Although the isotope labeling data showed much better precision than the label-free data based on CV values, the relative abundance differences when comparing either two patients or two groups of patients showed very good concordance between the two approaches, suggesting that both approaches can provide relatively reliable measurements of the relative protein abundance differences following averaging peptide abundance data into the protein level. Similarly good correlation between labeled data and nonlabeling data was also previously reported.34,35 Fundamentally, the two approaches should be complementary due to the different sources of errors associated with each approach. For label-free quantitation, all steps of sample processing, electrospray ionization performance, and mass spectrometry will contribute to the overall variations observed. However, for isotope labeling measurements, the factors that negatively affect the overall reproducibility are much more limited, and are primarily related to sample processing prior to the mixing with the labeled reference and ratio computation errors. Therefore, the simultaneous integration of the two quantitative approaches into a single strategy enhances the overall confidence of the quantitative data by providing cross-validation between the two approaches. Differences between the two approaches were also observed for some proteins due to the different variations introduced in the process for each approach, as well as the different levels of “missing data” for the two approaches. In general, the labeled data should have better confidence due to its higher accuracy; however, the labeled results typically have more missing data for a given protein (since we require that both versions of the peptide be detected as a pair in this work).

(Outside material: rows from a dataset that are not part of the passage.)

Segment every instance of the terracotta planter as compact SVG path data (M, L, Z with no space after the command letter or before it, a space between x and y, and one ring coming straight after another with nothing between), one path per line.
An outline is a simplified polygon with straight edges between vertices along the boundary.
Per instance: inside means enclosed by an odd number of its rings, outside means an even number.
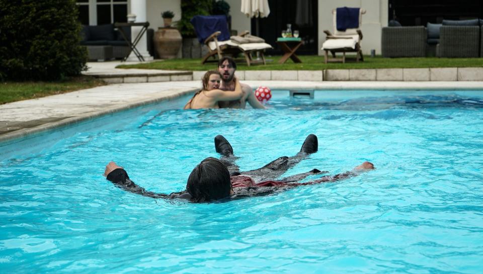
M163 21L165 23L165 27L170 27L173 22L173 18L163 18Z
M181 34L176 28L158 28L153 38L156 51L161 59L176 58L182 45Z

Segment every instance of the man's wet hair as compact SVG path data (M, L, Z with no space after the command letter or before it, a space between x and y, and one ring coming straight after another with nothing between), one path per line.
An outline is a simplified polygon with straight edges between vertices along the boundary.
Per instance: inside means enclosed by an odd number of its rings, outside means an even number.
M235 60L233 60L232 58L229 57L228 56L225 56L225 57L222 57L221 59L220 59L218 61L218 67L220 67L220 66L221 66L221 65L223 64L223 62L224 62L225 60L228 60L228 63L229 64L231 65L231 66L233 68L234 68L235 70L236 70L236 63L235 63Z
M228 168L221 161L211 157L201 161L188 178L186 190L192 201L208 202L229 197L231 181Z

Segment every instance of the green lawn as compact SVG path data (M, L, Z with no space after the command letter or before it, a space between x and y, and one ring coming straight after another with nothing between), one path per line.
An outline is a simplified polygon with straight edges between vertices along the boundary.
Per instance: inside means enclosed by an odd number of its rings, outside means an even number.
M240 56L241 56L241 55ZM237 69L242 70L320 70L337 68L393 68L412 67L482 67L482 58L445 58L436 57L421 58L374 58L366 57L363 62L354 61L325 64L324 56L306 55L299 56L302 63L294 63L289 59L284 64L279 64L281 56L268 56L266 59L271 60L267 65L252 65L237 62ZM174 59L163 60L151 63L134 65L120 65L119 68L148 68L176 70L208 70L216 66L216 63L201 64L200 59Z
M43 97L103 85L106 83L92 76L80 76L54 82L0 82L0 104Z

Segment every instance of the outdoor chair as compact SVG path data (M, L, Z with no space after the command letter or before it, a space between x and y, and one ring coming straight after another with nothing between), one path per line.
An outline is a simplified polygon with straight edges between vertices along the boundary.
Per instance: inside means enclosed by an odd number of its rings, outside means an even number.
M338 11L341 14L337 17ZM362 32L360 30L362 15L365 14L364 10L356 8L338 8L332 10L332 24L334 27L334 34L328 30L324 32L327 35L326 41L322 45L322 50L325 51L325 61L326 63L330 61L340 61L340 59L336 58L336 52L342 52L342 61L346 62L346 52L355 52L356 62L359 60L364 61L362 50L361 48L361 40L362 40ZM357 18L358 16L358 18ZM344 17L346 17L344 18ZM344 22L349 22L346 24L348 28L344 28ZM351 23L352 22L352 23ZM345 30L343 30L345 29ZM332 58L329 57L329 52L332 54Z
M426 29L423 26L382 28L382 57L424 57L427 36Z
M443 20L436 56L440 57L478 57L481 41L478 19Z
M242 53L245 57L247 65L256 63L266 64L263 55L266 49L272 48L270 44L263 42L250 42L250 39L244 39L242 37L248 36L248 32L240 34L239 39L230 39L226 24L226 18L224 16L203 16L197 15L191 19L200 43L204 43L208 48L208 52L203 57L201 63L206 62L217 62L223 55L230 55L234 58ZM252 37L250 39L254 38ZM246 42L249 42L247 43ZM261 60L254 58L253 54L258 53ZM218 57L217 58L216 57ZM212 57L212 59L208 59Z

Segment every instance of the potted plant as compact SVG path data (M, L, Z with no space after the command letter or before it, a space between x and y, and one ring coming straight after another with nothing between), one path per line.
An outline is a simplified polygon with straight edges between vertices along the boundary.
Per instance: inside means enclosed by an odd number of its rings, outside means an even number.
M163 21L165 23L165 27L171 26L171 22L173 21L173 18L174 17L175 14L171 11L166 11L161 13L161 17L163 17Z

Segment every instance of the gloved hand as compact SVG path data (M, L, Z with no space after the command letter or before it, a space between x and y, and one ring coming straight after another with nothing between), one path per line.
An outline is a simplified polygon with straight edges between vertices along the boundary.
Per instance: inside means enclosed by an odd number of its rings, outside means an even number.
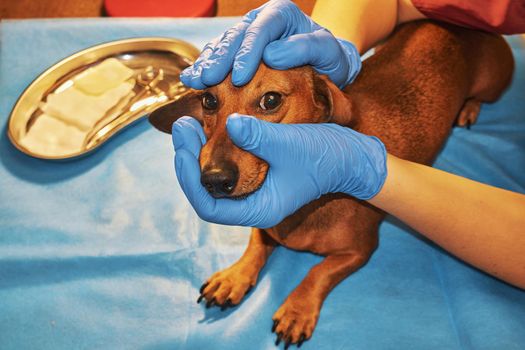
M226 128L239 147L270 165L259 190L243 200L215 199L200 183L206 137L191 117L173 124L175 169L182 190L205 221L268 228L330 192L375 196L386 178L386 150L375 137L336 124L274 124L231 115Z
M233 84L241 86L252 79L261 58L275 69L312 65L340 88L361 70L353 44L336 39L293 2L274 0L250 11L242 22L208 43L180 79L189 87L204 89L232 71Z

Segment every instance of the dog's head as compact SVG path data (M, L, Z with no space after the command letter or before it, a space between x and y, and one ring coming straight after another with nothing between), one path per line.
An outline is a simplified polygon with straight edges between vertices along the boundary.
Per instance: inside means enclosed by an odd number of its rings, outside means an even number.
M204 128L207 142L200 154L201 183L216 198L242 198L263 183L268 164L233 144L226 131L232 113L255 116L274 123L341 123L350 114L350 102L325 76L311 67L286 71L259 66L245 86L231 77L205 90L191 90L179 100L150 114L150 122L171 133L182 116L192 116Z

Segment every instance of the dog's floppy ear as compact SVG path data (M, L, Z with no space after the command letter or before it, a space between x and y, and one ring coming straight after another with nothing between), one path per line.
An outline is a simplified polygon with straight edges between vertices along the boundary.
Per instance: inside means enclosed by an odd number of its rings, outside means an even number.
M148 119L160 131L171 134L172 124L185 115L194 117L202 124L202 104L199 91L189 90L177 100L151 112Z
M352 102L326 75L314 74L314 100L324 108L326 120L345 126L352 125Z

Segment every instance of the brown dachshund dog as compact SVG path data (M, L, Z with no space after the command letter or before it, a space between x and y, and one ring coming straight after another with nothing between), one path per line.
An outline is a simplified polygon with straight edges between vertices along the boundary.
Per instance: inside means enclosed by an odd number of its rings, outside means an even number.
M311 67L277 71L261 64L253 80L191 91L150 115L158 129L190 115L204 126L201 182L214 197L242 198L263 183L268 165L236 147L226 131L234 113L276 123L337 123L379 137L389 153L430 164L456 123L474 123L482 102L495 101L513 71L512 53L497 35L431 21L398 28L363 62L343 91ZM324 195L270 229L253 228L246 252L202 286L199 302L237 305L255 286L277 245L325 256L273 316L287 344L312 336L323 301L363 266L378 244L384 213L350 196Z

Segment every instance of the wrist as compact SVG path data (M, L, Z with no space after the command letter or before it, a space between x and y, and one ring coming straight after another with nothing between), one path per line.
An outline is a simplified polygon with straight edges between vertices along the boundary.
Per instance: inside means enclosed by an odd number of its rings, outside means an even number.
M381 191L386 180L386 148L377 137L348 131L352 135L340 163L343 176L336 192L369 200Z
M339 43L339 46L341 46L341 49L344 52L344 57L346 58L348 64L347 77L343 84L339 86L339 88L342 89L346 85L352 83L361 71L361 56L359 55L359 51L357 50L354 44L344 39L336 39Z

On the basis of our knowledge, this is the first report illustrating the large-scale isotope labeling-based quantitation for 18 individual samples by incorporating a single 18O-labeled “universal” reference sample into each biological sample. We anticipate that the advantages of this 18O-reference enabled quantitation strategy will allow it to be applied as a general approach for large-scale proteomics discovery applications as well as longitudinal biological applications. The robustness of isotope-labeling based quantitation will make this strategy especially attractive when a study involves a large number of samples where label-free quantitation may encounter limitations due to issues associated with platform robustness. The better precision of the labeling approach will also make this strategy useful for discovering subtle abundance changes in large-scale systems biology studies. Moreover, this strategy is flexible for coupling any peptide level fractionation technique such as strong cation exchange-based fractionation to address the dynamic range challenge for low-abundance protein detection because the 18O-reference sample is incorporated into individual sample prior to peptide-level fractionation and the effective quantitation based isotope labeling can be achieved as previously demonstrated.11 As illustrated in this study, the coupling of immunodepletion, cysteinyl-peptide enrichment-based fractionation, and 1D LC-MS analyses with the quantitation strategy has allowed confident quantification of 312 plasma proteins with at least two different peptides per protein. We have previously reported that typically ∼170 plasma proteins were identified using IgY-12 depletion and 1D LC-MS analysis.2 The cysteinyl-peptide enrichment-based fractionation contributed to this improvement in protein identifications. The focus of this report has been mainly on the proof-of-principle demonstration of the 18O-labeled “universal” reference enabled quantitative methodology based on a limited sample set; this approach is currently being applied to a large set of clinical burn patient plasma samples in our laboratory to identify differentially regulated proteins correlating to patient outcomes.
Supplementary Material
Acknowledgment
Portions of this research were supported by the National Institute of General Medical Sciences (NIGMS, Large Scale Collaborative Research Grants U54 GM-62119-02 and T32 GM-008256), the NIH National Center for Research Resources (RR18522), the Entertainment Industry Foundation (EIF), and the EIF Women’s Cancer Research Fund to the Breast Cancer Biomarker Discovery Consortium, and the Environmental Molecular Science Laboratory [a national scientific user facility sponsored by the U.S. Department of Energy (DOE) Office of Biological and Environmental Research and located at Pacific Northwest National Laboratory (PNNL)]. PNNL is operated by Battelle Memorial Institute for the DOE under contract DE-AC06-76RLO-1830.
Abbreviations
- NET
normalized elution time
- AMT
accurate mass and time
- FTICR
Fourier transform ion cyclotron resonance
Footnotes
Supporting Information Available: Supplemental Tables are provided for the complete lists of unique peptides and unique proteins along with relative abundances, as well as the detailed data for labeling and label-free comparisons presented in Figure 6. This material is available free of charge via the Internet at http://pubs.acs.org.
References
- 1.Hanash S. Disease proteomics. Nature. 2003;422(6928):226–232. doi: 10.1038/nature01514. [DOI] [PubMed] [Google Scholar]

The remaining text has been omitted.